The Wonderful World of WOTUS: The Ever-Changing Meaning of Waters of the United States webinar was held on July 2, 2020. Our panel included Ann Navaro, a partner at Bracewell LLP and former trial lawyer at the Department of Justice who managed all civil works litigation for the Army Corps, Daniel P. Ettinger, a partner at Warner Norcross + Judd with extensive Clean Water Act experience, and Ashley G. Chrysler, an associate at Warner Norcross + Judd. The new Trump administration Waters of the United States (WOTUS) rule that went into effect on June 22 streamlines the definition in an attempt to simplify its application and provide certainty to developers. If you would like to see this timely and informative presentation that illustrates the application of the new WOTUS rule as compared to prior versions and provides practical advice to industry as to WOTUS compliance obligations, it is now available on our Online Natural Resources Education platform here.
The Foundation has also held three conversations as part of our Young Natural Resources Professionals Coffee Break Series Conversations with Industry and Foundation Leaders. These discussions bring together young professionals to engage in conversation with an industry or Foundation leader about their career, how they overcame challenges, managed risk, defied conventional standards, and became the unique leaders they are today.
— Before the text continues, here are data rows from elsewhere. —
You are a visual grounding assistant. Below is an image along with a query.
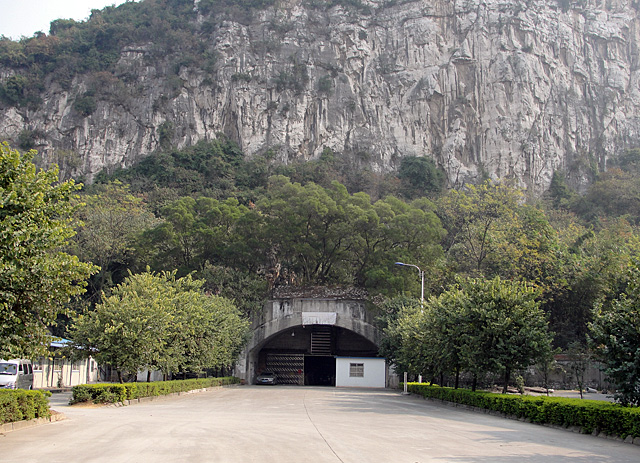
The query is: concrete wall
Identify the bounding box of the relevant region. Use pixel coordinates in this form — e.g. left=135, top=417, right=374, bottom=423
left=336, top=357, right=387, bottom=388
left=33, top=357, right=98, bottom=389
left=235, top=298, right=381, bottom=383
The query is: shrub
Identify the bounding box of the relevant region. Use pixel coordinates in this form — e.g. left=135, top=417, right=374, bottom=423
left=69, top=377, right=240, bottom=404
left=407, top=383, right=640, bottom=439
left=0, top=389, right=51, bottom=424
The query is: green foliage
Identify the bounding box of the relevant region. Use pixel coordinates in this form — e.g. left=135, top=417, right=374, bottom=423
left=407, top=383, right=640, bottom=439
left=70, top=377, right=240, bottom=404
left=318, top=76, right=333, bottom=95
left=69, top=272, right=248, bottom=375
left=97, top=136, right=246, bottom=197
left=68, top=181, right=157, bottom=302
left=385, top=278, right=551, bottom=392
left=0, top=389, right=51, bottom=424
left=438, top=181, right=522, bottom=275
left=590, top=265, right=640, bottom=406
left=73, top=91, right=98, bottom=117
left=398, top=156, right=445, bottom=199
left=0, top=143, right=96, bottom=358
left=273, top=58, right=309, bottom=93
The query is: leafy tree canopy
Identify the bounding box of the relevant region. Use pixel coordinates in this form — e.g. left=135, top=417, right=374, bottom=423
left=0, top=143, right=97, bottom=358
left=589, top=264, right=640, bottom=406
left=70, top=272, right=248, bottom=379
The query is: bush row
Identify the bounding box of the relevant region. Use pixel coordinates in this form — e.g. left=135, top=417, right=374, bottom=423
left=0, top=389, right=51, bottom=424
left=407, top=383, right=640, bottom=439
left=70, top=377, right=240, bottom=404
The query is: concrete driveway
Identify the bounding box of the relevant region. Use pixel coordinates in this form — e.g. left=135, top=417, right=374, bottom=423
left=0, top=386, right=640, bottom=463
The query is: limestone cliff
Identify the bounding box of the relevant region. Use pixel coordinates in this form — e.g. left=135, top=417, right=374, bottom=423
left=0, top=0, right=640, bottom=192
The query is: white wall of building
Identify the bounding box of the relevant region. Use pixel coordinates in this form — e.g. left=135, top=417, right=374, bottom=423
left=33, top=357, right=98, bottom=389
left=336, top=357, right=387, bottom=388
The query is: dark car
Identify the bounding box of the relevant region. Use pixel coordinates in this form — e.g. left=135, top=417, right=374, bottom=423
left=256, top=371, right=276, bottom=384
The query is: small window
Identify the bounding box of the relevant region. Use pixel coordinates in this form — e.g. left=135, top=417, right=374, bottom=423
left=349, top=363, right=364, bottom=378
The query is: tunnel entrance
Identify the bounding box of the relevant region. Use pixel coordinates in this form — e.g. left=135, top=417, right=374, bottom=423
left=304, top=355, right=336, bottom=386
left=254, top=325, right=378, bottom=386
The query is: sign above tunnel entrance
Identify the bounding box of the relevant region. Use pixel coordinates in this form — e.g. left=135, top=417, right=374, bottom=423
left=302, top=312, right=338, bottom=325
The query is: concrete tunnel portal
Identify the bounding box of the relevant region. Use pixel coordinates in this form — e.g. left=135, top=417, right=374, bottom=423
left=236, top=298, right=380, bottom=386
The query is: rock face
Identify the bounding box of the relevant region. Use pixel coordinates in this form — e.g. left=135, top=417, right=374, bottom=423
left=0, top=0, right=640, bottom=193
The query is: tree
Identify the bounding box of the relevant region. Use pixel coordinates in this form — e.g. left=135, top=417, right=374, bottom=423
left=385, top=277, right=551, bottom=392
left=461, top=277, right=552, bottom=393
left=69, top=181, right=156, bottom=302
left=437, top=181, right=522, bottom=276
left=0, top=143, right=96, bottom=358
left=567, top=341, right=591, bottom=399
left=589, top=264, right=640, bottom=406
left=398, top=156, right=446, bottom=199
left=69, top=271, right=248, bottom=380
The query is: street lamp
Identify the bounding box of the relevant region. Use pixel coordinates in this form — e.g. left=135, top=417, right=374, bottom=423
left=396, top=262, right=424, bottom=303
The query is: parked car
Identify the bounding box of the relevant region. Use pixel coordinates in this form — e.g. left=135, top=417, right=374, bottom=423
left=0, top=359, right=33, bottom=389
left=256, top=371, right=276, bottom=385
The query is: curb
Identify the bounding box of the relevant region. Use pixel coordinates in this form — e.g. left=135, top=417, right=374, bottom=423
left=0, top=413, right=67, bottom=433
left=410, top=392, right=640, bottom=446
left=105, top=384, right=240, bottom=407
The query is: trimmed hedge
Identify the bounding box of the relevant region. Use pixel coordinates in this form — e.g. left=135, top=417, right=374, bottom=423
left=69, top=377, right=240, bottom=404
left=0, top=389, right=51, bottom=424
left=407, top=383, right=640, bottom=439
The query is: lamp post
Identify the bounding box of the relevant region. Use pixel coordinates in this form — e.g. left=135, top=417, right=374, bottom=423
left=396, top=262, right=424, bottom=303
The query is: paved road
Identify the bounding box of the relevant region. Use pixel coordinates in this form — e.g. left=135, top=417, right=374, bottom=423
left=0, top=386, right=640, bottom=463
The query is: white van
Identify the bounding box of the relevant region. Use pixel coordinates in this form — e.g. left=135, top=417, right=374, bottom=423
left=0, top=359, right=33, bottom=389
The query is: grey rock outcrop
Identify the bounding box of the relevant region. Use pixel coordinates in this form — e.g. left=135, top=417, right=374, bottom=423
left=0, top=0, right=640, bottom=193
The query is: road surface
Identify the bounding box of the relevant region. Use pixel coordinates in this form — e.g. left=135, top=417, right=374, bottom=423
left=0, top=386, right=640, bottom=463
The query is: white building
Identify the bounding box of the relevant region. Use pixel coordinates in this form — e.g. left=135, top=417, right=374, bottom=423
left=336, top=357, right=387, bottom=388
left=33, top=339, right=98, bottom=389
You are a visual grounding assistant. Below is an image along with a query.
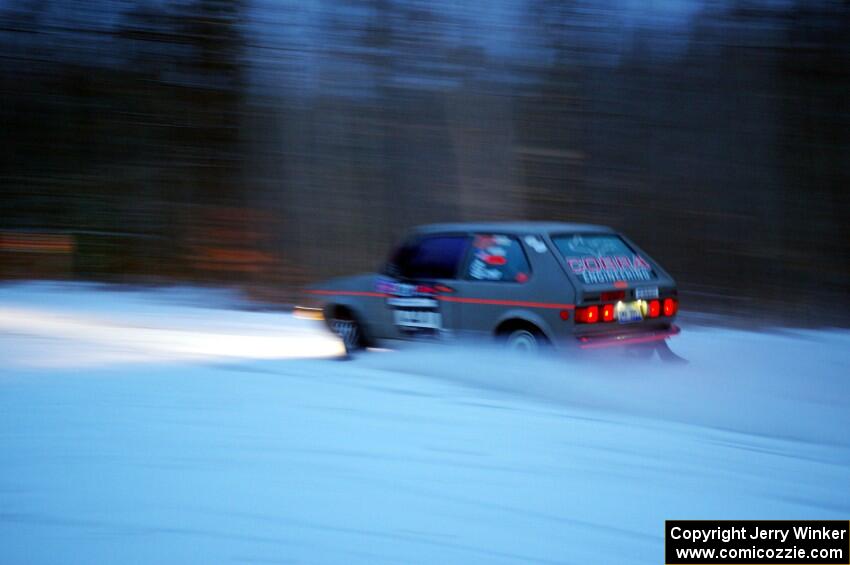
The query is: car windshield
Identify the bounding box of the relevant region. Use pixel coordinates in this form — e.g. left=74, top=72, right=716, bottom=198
left=552, top=233, right=655, bottom=284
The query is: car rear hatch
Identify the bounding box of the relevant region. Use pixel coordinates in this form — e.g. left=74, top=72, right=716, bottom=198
left=551, top=233, right=678, bottom=336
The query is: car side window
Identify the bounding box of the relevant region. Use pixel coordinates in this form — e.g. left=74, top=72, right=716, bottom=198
left=387, top=235, right=469, bottom=279
left=466, top=234, right=531, bottom=283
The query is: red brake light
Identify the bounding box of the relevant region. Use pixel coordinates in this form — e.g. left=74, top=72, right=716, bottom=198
left=648, top=300, right=661, bottom=318
left=600, top=290, right=626, bottom=302
left=576, top=306, right=599, bottom=324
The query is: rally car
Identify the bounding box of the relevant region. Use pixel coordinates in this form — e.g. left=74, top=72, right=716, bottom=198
left=296, top=222, right=679, bottom=351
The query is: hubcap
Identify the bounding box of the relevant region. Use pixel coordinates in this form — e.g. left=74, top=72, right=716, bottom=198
left=331, top=319, right=360, bottom=349
left=507, top=330, right=537, bottom=353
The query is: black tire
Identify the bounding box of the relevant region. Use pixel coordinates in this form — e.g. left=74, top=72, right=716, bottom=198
left=328, top=313, right=366, bottom=353
left=501, top=326, right=547, bottom=355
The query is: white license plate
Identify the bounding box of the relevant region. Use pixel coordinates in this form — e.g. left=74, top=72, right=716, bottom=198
left=635, top=286, right=658, bottom=300
left=617, top=302, right=643, bottom=324
left=393, top=310, right=443, bottom=330
left=387, top=298, right=438, bottom=310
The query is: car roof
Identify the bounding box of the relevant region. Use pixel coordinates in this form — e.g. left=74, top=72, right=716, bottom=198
left=414, top=222, right=615, bottom=234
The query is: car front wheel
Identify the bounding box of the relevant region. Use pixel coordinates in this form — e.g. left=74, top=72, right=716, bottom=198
left=330, top=318, right=363, bottom=352
left=505, top=328, right=543, bottom=353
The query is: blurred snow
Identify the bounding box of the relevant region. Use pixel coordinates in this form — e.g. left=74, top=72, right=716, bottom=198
left=0, top=284, right=850, bottom=564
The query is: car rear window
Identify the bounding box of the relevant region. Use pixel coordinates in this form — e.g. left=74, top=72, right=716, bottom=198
left=552, top=233, right=655, bottom=284
left=466, top=234, right=531, bottom=283
left=387, top=235, right=469, bottom=279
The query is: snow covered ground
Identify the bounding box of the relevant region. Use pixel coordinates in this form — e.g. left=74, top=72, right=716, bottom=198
left=0, top=283, right=850, bottom=564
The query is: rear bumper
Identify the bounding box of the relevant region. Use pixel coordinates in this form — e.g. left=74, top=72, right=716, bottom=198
left=576, top=325, right=681, bottom=349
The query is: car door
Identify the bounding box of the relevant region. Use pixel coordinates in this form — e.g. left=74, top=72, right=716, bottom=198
left=383, top=233, right=471, bottom=339
left=451, top=233, right=532, bottom=337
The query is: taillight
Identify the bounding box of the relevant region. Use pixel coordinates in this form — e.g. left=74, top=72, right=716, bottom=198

The first conversation was held on June 19, 2020 with Alex Ritchie, the Foundation’s Executive Director and former Leon Karelitz Chair in Oil & Gas Law at the University of New Mexico School of Law. The second conversation was held on July 17, 2020 with Rebecca Watson, Former President of the Foundation and a shareholder with Welborn Sullivan Meck and Tooley, P.C., and former Assistant Secretary for Land and Minerals Management of the U.S. Department of Interior. Our third conversation was held in Spanish on August 21, 2020 with Elisabeth Eljuri, an Independent Arbitrator and Energy Consultant and former Vice President, Chief Negotiator, and Chief Legal Counsel.